Lo único que podría curarme o que al fin me sacara de este hospicio es subir a un auto de línea sport no muy confortable pero amplio que lo manejara un hombre pudiente potente y valeroso o sea temeroso de sí. Si él aceptara conducir hasta la ruta (odio el límite de la ciudad, ese bochorno de la pobreza salpicado por uno que otro
cardo o girasol), donde comienza la fila larga y azul del lino o los maizales, amarillos, si la antena de la radio funcionara yo podría quitarme este peso de encima podría mirar las cosas de forma diferente.
Sin que intervenga, sin presión de ningún tipo este hombre serio o sonriente me acariciaría suavemente la nuca de manera tal que mi pelo pajizo se convertiría en lacio mi nudo nervioso pasaría a relajarse, y podría mirarlo de frente, sonreírme yo también o al menos dibujar un nombre en la ventanilla sin problema, como si él no existiera. Entonces yo tomaría el volante y mientras él descansara (mirando fijamente la mano contraria) me pondría a cantar esas canciones de preguerra que tanto enloquecieron a la generación anterior. Sólo así podría dominar mi ira solamente así.
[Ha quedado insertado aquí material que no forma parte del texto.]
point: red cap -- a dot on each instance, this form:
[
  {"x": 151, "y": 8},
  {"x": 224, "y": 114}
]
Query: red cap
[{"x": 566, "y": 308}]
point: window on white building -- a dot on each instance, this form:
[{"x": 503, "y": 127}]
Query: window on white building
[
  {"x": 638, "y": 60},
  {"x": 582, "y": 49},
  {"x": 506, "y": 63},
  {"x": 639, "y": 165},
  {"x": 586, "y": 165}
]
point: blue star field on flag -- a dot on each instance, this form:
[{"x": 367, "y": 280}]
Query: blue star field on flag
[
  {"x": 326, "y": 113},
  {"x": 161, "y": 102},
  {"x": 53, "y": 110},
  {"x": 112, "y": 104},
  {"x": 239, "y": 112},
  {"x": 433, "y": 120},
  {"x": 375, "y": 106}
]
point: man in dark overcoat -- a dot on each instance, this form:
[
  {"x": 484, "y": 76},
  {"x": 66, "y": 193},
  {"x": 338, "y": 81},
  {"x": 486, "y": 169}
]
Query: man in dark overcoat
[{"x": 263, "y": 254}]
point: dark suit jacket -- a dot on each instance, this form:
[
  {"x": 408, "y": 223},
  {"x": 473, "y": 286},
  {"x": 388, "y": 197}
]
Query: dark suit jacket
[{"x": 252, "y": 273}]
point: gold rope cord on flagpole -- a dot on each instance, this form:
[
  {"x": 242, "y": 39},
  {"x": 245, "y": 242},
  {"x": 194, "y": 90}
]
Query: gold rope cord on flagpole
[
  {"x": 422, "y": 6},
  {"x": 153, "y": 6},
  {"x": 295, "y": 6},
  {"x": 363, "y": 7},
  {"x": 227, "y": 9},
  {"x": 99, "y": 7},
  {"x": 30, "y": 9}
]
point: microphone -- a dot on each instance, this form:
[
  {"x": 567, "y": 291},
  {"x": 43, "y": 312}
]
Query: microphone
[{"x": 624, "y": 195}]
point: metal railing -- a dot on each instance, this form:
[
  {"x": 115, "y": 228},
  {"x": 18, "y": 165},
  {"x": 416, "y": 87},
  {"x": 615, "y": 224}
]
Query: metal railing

Cuando el auto se haya alejado bastante y el calor sólo sea esa curiosidad por las mariposas estrellándose contra el motor, y el hombre a mi lado no se inmute ni se inmiscuya cuando la alegría sea lo único que me plazca.
Lo único que podría curarme o que al fin me sacara de este hospicio es subir a un auto de línea sport no muy confortable pero amplio que lo manejara un hombre pudiente potente y valeroso o sea temeroso de sí.